Yes, that is the straw man which is presented by the pro-design contingent. In actuality, both have evolved in concert.
Linda
(2019-04-19, 01:06 AM)fls Wrote: Yes, that is the straw man which is presented by the pro-design contingent. In actuality, both have evolved in concert.
Linda
In what way have they moved forward in "concert"?

Physiology has shown the molecular pathways for these signals carrying instincts and have documented their effects on future generations.  These signals prove explicitly the falsity of the Weismann barrier supporting the foundational law of NeoDarwinism - genes only change by random action during recombination - and not from about the information they processed during life (Lamarckianism).

Why is current paradigm so steeped in denying the obvious, that if acquiring information is as important for a species, as is food and sex, why wouldn't the evolution of mind be front and center!

Quote: George John Romanes (1848–94) was considered by The Times to be 'the biological investigator upon whom in England the mantle of Mr. Darwin has most conspicuously descended'. Incorporating some of Darwin's unpublished notes, this book explores the question of whether human intelligence evolved. In a stance still often considered controversial at the time of its first printing in 1888, the first half establishes a link between humans and animals, and introduces some of the most important issues of nineteenth-century evolutionary psychology: the impact of relative brain sizes of humans and primates, the origin of self-consciousness and the possible reasons behind the apparent mental stasis of what Romanes terms 'savage man'. Following the argument that one of the main factors to be considered is language, the second half focuses on philology. Romanes' earlier work, Mental Evolution in Animals (1883), is also reissued in this series. -
https://www.cambridge.org/us/academic/su...1108037976
(This post was last modified: 2019-04-20, 03:42 PM by stephenw.)
(2019-04-20, 03:32 PM)stephenw Wrote: In what way have they moved forward in "concert"?

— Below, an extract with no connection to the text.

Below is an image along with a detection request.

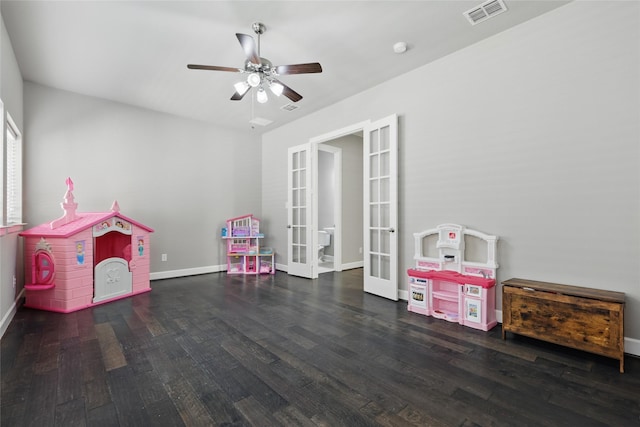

Regardless of which name they prefer, biologists and others working on evolutionary theory are referring to the same state-of-the-art with respect to ideas, research, mechanisms, etc. That is, there isn't a group of biologists stuck investigating only ideas at play in the 19th century or only in the first half of the 20th century, and a separate group dealing with the state-of-the-art, regardless of when any of the variety of names evolutionary theory goes by was invented.

Linda
Why the "new wave" of evolutionary biology, in trying to find some other blind, purposeless mechanism for evolution to replace Darwinism, abjectly fails:

Article  -  A game of thrones as Darwinism dissolves and top evolutionists scramble for a successor

Quote:"The various new proposals include punctuated equilibrium, neutral evolution, evolutionary developmental biology, self-organization, epigenetic inheritance, and natural genetic engineering. Big claims are made for each of these variants and other versions of blind evolution. But in the end those claims — while undoubtedly believed sincerely by their proponents — have little more substance than a bluff. Each has serious shortcomings as a substitute for foresight and planning with a purpose."

Punctuated equilibrium, for example:

"(This) attempts to explain why we see few transitional fossils in the fossil record from one animal form to a fundamentally different animal form. But the theory offers no credible mechanism for the geologically rapid appearances that it posits. Indeed, whatever challenges traditional neo-Darwinism faces in this regard, punctuated equilibrium faces them in an intensified way, since it has less time to build new forms."

Neutral evolution:

Steven Meyer: "(Michael) Lynch (in his neutral evolution research) vastly underestimates the waiting times required to generate complex adaptations and, therefore, fails to solve the problem of the origin of genes and proteins or any other complex adaptation."
...................................
The other alternative evolutionary proposals face similarly devastating shortcomings. What they all lack is the secret sauce in every great engineering success — foresight, ingenuity and planning with a purpose in mind."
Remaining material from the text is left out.